I think I shall take the risk of prolonging my talk to tell a little story about that as well. At the time when our military work there was at its height it became necessary for a certain very influential Arab tribe to be approached by our people, to make sure that they would not throw their influence in with the enemy, and if possible that they would throw their influence in with us. The person who was selected to .be the envoy to the Arab Sheik was a woman, a Scotch lady about 30 or 35 years old, who had been for many years in the foreign office, who had been out in India and the east, and who was familiar with Mesopotamia. She had been taken by the British Military Service back to the east, and was working in the Indian Intelligence Service. She was suddenly selected to go as the envoy to try to influence this Arab Shiek and his tribe. She went, and met the Arab Sheik at a rendezvous, and told him a lot of things about our situation, asked him a lot of questions, and created a certain psychological condition in his mind. She did not tell him, of course, that we were hard pressed neither did she tell him that we had a whole lot of reinforcements coming up-which was not the fact; but she left him to infer it; and with her woman's tactfulness she created an impression on this man's mind so that he went back to leis tribe, made them a grand speech, and influenced his entire tribe to come in with us. (Applause) But the point of the story is this, that a year or more afterwards, when everything got cleared up and the inside history began to be known-which of course she did not know about-it was discovered that in this wonderful speech which the Arab Sheik made to his tribe out in the sands of the desert he told about the remarkable envoy which the British had sent, and he kept them in suspense for some time until finally he divulged to them that it was a woman; and as he watched the curling of their lips a little bit in derision, he described to them what a wonderful person she was; then he said, "Gentlemen, if their women are so marvellous my God, what must their men be?" (Laughter and applause)

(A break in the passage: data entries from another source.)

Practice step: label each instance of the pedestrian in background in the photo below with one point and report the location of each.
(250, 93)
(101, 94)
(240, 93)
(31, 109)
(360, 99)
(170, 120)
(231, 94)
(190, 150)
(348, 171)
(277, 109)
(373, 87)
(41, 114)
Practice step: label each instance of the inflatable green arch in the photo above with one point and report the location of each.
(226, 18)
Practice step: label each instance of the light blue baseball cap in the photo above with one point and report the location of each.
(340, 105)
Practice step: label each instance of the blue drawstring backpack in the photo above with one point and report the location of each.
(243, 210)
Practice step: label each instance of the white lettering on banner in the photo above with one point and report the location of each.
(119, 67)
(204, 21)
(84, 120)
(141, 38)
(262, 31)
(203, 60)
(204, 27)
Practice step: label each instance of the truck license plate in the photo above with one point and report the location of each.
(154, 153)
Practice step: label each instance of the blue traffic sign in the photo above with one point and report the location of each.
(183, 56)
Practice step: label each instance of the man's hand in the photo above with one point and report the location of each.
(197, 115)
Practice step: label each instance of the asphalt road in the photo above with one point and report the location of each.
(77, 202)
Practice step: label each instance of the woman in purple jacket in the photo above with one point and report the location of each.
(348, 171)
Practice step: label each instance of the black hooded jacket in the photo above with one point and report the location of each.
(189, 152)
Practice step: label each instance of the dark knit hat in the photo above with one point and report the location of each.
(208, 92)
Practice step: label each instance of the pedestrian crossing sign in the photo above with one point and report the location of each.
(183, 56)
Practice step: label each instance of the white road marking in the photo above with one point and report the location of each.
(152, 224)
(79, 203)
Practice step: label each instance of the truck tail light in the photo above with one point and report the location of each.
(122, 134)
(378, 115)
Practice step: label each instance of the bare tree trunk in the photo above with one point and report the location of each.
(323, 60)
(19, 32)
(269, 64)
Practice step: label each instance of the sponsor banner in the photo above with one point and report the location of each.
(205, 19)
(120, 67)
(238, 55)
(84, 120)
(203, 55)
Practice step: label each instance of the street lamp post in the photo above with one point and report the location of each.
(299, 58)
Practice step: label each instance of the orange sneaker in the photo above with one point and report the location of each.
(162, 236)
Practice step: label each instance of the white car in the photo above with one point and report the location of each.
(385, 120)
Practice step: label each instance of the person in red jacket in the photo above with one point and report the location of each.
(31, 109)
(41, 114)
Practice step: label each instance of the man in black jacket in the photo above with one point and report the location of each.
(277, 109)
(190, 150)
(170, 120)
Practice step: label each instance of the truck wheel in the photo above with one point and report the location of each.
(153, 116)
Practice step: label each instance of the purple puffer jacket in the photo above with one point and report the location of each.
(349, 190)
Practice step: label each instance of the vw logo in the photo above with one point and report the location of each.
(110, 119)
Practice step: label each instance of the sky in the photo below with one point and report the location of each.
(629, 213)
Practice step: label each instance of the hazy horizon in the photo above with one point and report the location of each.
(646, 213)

Now to India. My time is going fast, and I am afraid I will not keep up to my time-table of forty minutes around the world. (Voices-"Go on") History shows that as far as the British underlying principles of government by the people are concerned, these have been observed for sixty or seventy years back, and in various periods of about ten years' interval there has been an impetus towards a new form or additional form of government. Lastly, in 1892, there came a period of very considerable expansion, and in 1912-twenty years later -after those years of trial, it was found that popular representation by the natives could influence the government of India but could not determine its policy. They discovered that, and the British knew it. Of course that was what caused the very considerable unrest just before the war. Then came the war, and with it a series of conditions which had very much accentuated the situation, as you have heard in the various addresses given before this Club in the last twelve months.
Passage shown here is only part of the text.